| Fry-Lib-BioPerl documentation | Contained in the Fry-Lib-BioPerl distribution. |
Fry::Lib::BioPerl - Commandline enables common tasks for sequence and alignment objects for Bio::Perl modules.
The main point of this library is to view,retrieve and create sequences and alignments. All objects created are indexed by the shell as Fry::Obj objects. See Fry::Lib::Default for commands that you can perform on these objects.
Sequence and alignment objects created are automatically named with an abbreviation followed by an incremental number ie seq1 and seq2 for sequences and aln1 and aln2 for alignments. Not all classes have unique objects. Bio::DB::GenBank only has one object and its getSeqById command assume this. This can of course be changed. Classes that have commands to create and index more than one of its objects are Bio::Seq derived classes, Bio::SimpleAlign, Bio::SeqIO and Bio::AlignIO.
To load this library read the Using Libraries subsection of Fry::Shell.
After loading this library, &_initLib will be called. This creates a Bio::SeqIO object for sequence output, a Bio::AlignIO for alignment output and reads in a sequence file to create Bio::Seq::RichSeq objects. The default sequence file assumes you're in the installation directory of a bio-perl bundle since it uses a file in t/. If any one the default actions don't work, just comment it out in &_initLib.
You should install the bioperl-1.4 bundle. Time::HiRes and the bioperl-run bundle are used by some of the commands but comment them out if you don't have them and want to try other commands.
Note: Brief explanation of what some names mean in a command's usage: seq- sequence object or its Fry::Obj id aln- a Bio::SimpleAlign object or its Fry::Obj id seqio- Bio::SeqIO object or its Fry::Obj id alnio- a Bio::AlignIO object or its Fry::Obj id Constructors: Creates objects to be used by other commands readSeq($file,$format,$object_name): Reads a sequence file, creates a Bio::SeqIO object and then creates and indexes its sequence objects. readAln($file,$format,$object_name): Reads an alignment file, creates a Bio::AlignIO object and then creates and indexes its alignment objects. startClustalw(%options): Creates a Bio::Tools::Run::Alignment::ClustalW object with given options. Default options are specified by %clustal_params. startTCoffee(%options): Creates a Bio::Tools::Run::Alignment::TCoffee object with given options. Default options are specified by %tcoffee_params. startDB(%options): Creates a Bio::DB::GenBank object with given options. Default options are defined by %db_genbank_params. IO alnioFormat($format): Changes format of alignment output. seqioFormat($format): Changes format of sequence output. Sequence based listSeqs($seqio): Displays sequence ids belonging to a file. writeSeq(@seq): Displays sequences via SeqIO. `listSeqs seq1 seq3` translateSeq($seq): Translates sequence, creating new sequence object. revcomSeq($seq): Reverse complements sequence, creating new sequence object. getSeqById($id): Calls &get_Seq_by_id on a Bio::DB::GenBank object to retrieve a sequence. General Alignment writeAln(@aln): Displays alignments via AlignIO. displayAln(@aln): Custom display of alignments. getAlnSeqs(@aln): Creates sequence objects from alignment objects. Alignment Special Alignment clustalAlign(@seq): Calls &align on ClustalW object, creating an alignment object. tcoffeeAlign(@seq): Calls &align on TCoffee object, creating an alignment object. compareAlign(@seq): Times alignments made by TCoffee and ClustalW and displays resulting alignments. Other libCmdAttr($cmd_attribute): See a command attribute for only :BioPerl commands.

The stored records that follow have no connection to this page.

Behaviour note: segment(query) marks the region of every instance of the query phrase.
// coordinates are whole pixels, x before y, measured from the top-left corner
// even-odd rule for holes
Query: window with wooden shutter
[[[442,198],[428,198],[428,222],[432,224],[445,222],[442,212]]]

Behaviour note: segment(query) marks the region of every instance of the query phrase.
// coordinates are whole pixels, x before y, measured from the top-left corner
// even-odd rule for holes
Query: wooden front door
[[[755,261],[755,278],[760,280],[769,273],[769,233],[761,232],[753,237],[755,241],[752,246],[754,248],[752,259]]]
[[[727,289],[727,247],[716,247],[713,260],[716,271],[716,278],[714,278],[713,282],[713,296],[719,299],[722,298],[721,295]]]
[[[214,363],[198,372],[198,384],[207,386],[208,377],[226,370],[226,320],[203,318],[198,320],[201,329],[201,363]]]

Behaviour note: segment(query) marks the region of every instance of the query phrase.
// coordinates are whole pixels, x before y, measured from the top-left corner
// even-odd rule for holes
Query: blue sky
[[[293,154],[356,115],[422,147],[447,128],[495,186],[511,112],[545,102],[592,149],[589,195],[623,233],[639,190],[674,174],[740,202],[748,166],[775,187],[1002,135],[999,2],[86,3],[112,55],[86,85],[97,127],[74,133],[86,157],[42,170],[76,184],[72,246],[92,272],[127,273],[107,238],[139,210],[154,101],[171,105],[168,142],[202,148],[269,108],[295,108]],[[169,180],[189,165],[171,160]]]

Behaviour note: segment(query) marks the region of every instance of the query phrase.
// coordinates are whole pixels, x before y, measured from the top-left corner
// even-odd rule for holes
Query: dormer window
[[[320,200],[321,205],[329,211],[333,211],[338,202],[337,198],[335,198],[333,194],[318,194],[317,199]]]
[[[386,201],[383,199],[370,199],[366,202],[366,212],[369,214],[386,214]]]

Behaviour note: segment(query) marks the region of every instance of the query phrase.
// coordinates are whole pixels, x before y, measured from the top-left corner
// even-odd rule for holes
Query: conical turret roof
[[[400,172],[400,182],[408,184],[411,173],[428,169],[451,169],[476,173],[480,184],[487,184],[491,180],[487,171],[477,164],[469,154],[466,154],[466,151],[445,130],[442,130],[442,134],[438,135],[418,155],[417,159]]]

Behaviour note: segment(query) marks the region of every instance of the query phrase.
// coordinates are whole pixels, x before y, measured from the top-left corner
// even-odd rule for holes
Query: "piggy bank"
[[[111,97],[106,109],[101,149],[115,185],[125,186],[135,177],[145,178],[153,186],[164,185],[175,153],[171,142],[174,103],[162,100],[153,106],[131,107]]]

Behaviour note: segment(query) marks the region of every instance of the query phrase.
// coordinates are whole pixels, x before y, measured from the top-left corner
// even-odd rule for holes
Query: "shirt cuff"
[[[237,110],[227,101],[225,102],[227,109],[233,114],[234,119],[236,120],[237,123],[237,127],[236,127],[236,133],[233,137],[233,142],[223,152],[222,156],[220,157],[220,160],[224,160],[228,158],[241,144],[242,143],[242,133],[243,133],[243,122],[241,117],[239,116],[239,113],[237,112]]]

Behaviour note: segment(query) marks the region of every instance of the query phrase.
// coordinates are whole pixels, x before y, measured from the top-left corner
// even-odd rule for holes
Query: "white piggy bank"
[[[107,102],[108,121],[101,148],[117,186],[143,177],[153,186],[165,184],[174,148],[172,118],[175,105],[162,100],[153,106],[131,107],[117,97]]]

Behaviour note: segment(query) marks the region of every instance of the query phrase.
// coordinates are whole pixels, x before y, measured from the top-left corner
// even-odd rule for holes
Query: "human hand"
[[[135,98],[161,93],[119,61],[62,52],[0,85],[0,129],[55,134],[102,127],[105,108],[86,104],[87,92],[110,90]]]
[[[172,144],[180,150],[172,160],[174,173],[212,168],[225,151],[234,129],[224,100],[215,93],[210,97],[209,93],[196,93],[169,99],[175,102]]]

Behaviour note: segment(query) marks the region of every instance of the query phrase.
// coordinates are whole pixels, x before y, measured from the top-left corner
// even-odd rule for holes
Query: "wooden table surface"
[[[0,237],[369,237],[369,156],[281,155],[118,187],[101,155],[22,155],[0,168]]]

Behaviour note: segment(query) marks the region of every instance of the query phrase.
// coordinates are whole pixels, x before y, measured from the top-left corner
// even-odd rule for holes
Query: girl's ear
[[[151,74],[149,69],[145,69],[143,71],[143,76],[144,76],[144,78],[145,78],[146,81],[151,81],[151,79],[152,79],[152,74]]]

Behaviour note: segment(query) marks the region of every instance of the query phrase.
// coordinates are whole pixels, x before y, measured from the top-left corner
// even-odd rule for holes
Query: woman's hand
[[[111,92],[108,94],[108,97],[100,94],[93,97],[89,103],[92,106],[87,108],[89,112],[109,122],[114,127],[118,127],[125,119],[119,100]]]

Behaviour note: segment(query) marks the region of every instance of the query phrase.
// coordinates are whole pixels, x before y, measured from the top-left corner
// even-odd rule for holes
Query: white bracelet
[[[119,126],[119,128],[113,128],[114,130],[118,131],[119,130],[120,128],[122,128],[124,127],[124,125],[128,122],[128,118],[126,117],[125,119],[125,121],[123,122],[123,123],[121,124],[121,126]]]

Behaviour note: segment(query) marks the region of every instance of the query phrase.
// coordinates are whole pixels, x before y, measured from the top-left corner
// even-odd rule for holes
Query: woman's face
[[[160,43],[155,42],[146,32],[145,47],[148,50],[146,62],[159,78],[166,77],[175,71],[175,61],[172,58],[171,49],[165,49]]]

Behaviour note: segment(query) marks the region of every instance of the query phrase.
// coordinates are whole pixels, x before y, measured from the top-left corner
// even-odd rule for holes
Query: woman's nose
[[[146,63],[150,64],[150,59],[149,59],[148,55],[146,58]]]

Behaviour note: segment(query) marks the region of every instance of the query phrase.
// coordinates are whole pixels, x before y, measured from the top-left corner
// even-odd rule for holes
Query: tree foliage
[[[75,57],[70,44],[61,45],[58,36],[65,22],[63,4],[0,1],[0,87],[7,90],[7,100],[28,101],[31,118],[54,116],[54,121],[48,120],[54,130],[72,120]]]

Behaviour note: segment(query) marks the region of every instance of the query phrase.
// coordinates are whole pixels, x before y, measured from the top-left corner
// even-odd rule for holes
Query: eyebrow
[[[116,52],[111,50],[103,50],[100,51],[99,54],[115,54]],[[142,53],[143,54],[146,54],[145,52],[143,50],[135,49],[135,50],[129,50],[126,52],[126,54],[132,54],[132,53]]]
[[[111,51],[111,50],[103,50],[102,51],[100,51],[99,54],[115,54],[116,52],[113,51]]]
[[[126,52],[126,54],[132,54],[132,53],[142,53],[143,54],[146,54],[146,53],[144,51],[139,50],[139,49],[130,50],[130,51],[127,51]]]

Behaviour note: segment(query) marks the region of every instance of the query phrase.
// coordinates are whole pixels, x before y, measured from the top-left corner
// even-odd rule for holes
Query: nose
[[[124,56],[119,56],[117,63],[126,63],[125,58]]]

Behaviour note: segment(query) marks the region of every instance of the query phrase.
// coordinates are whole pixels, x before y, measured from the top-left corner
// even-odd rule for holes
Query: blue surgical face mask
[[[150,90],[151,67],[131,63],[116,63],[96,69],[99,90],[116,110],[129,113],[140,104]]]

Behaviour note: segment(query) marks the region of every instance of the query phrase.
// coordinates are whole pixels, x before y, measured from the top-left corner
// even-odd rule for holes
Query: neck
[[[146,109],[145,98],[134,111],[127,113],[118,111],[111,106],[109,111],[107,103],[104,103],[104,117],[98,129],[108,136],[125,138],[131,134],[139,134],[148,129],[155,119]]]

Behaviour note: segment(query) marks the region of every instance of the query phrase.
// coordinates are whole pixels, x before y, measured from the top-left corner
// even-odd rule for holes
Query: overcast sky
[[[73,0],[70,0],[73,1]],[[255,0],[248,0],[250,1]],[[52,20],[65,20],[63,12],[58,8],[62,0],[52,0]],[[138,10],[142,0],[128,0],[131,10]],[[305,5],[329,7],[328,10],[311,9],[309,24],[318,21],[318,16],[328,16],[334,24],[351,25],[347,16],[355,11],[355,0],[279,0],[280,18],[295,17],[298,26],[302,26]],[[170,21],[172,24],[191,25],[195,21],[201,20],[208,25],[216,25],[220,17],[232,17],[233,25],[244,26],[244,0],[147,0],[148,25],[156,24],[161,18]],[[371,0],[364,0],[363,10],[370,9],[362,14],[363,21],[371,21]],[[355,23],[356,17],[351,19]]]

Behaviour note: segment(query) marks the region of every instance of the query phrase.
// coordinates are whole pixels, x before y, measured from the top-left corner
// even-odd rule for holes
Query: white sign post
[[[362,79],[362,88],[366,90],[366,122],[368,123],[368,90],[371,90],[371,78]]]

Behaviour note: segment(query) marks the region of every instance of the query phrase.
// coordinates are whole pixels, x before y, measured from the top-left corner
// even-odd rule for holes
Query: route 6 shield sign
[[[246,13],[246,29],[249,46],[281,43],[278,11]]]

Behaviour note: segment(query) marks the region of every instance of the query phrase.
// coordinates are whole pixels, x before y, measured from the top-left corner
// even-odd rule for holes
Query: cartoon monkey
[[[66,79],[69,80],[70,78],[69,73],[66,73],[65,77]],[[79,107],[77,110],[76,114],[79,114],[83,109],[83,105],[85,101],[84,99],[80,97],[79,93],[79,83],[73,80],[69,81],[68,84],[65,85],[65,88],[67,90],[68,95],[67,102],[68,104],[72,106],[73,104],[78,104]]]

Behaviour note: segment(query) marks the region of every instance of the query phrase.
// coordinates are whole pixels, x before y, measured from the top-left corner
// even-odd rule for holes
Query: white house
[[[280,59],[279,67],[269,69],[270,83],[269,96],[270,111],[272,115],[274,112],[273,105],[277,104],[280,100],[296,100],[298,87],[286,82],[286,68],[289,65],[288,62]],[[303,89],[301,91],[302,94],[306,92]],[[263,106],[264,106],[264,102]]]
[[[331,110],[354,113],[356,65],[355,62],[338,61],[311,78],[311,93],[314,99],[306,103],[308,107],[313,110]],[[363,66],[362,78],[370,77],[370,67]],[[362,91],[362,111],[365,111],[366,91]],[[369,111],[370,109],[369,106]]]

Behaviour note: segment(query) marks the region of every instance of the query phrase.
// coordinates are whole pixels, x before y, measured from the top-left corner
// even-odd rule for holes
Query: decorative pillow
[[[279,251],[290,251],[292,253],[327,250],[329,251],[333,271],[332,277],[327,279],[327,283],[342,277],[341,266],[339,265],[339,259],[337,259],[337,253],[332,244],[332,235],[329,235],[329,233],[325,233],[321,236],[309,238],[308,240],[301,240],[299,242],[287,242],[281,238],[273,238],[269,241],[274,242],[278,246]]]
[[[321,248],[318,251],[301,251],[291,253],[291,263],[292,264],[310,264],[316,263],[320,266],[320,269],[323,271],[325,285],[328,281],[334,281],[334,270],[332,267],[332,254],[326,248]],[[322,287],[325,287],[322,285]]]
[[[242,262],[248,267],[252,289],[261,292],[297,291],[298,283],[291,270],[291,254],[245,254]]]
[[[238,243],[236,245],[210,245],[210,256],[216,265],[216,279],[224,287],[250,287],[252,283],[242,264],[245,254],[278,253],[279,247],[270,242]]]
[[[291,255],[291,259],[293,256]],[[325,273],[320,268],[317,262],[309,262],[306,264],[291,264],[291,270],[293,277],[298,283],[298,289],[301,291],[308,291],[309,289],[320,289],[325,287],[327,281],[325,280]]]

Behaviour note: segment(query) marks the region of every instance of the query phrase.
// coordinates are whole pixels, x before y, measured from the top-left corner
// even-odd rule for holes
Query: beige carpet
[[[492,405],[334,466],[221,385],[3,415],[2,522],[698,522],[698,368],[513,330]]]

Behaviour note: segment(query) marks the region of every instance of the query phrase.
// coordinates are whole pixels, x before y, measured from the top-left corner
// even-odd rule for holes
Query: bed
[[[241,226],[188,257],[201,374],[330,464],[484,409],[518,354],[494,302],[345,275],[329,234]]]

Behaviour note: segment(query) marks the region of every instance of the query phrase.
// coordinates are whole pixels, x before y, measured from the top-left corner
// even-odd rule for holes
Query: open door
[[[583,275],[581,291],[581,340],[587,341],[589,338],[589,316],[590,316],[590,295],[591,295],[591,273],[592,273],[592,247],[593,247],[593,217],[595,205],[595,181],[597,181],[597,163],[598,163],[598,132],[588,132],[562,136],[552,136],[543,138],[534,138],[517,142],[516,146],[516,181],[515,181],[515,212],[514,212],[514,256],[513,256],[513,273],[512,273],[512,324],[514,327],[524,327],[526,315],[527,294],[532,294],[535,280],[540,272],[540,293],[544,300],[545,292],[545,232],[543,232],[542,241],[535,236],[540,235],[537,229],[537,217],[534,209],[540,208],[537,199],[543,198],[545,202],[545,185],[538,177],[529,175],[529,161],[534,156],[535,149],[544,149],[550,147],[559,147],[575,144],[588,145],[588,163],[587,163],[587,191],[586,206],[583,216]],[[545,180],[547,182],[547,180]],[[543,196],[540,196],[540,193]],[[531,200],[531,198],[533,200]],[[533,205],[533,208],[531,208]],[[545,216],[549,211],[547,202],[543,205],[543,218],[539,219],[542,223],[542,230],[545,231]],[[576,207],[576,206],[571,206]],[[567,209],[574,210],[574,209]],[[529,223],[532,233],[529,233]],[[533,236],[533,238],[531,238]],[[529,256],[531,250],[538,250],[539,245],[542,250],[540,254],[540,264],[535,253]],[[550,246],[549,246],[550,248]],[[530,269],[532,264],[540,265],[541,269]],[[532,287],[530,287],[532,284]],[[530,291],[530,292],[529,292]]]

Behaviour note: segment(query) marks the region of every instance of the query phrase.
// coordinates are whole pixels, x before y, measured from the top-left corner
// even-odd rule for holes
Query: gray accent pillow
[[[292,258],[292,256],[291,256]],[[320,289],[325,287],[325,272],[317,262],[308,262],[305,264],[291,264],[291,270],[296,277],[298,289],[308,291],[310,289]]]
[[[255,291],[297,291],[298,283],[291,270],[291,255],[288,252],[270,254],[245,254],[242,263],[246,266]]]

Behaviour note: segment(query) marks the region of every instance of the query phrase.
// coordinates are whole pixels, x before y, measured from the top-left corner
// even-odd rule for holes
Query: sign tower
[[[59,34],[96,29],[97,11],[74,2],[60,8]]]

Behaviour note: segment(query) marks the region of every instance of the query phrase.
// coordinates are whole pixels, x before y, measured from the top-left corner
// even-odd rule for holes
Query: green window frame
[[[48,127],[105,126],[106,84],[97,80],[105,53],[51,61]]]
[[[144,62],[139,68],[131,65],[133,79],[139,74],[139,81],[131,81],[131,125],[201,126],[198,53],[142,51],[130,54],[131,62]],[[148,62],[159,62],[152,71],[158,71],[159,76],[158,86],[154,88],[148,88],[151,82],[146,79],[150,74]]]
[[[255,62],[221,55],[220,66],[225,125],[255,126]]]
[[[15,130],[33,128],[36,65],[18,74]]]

I wrote this library for a Bioinformatics class. Since I won't to be doing any bioinformatics in the forseeable future, it's unlikely I'll add more to this library. However, since I'm very interested in making a fully featured shell, more functionality will appear in this shell to make writing commands easier. Ideally, I'd like most of these library commands to be replaced by a config file.
If you want to expand this library, send me patches. I can also pass over ownership of this module. You can also write your own library. But beware that the library and scripting APIs are still changing.
Fry::Shell, Bio::Perl
Me. Gabriel that is. I welcome feedback and bug reports to cldwalker AT chwhat DOT com . If you like using perl,linux,vim and databases to make your life easier (not lazier ;) check out my website at www.chwhat.com.
Copyright (c) 2004-2005, Gabriel Horner. All rights reserved.
This library is free software; you can redistribute it and/or modify it under the same terms as Perl itself.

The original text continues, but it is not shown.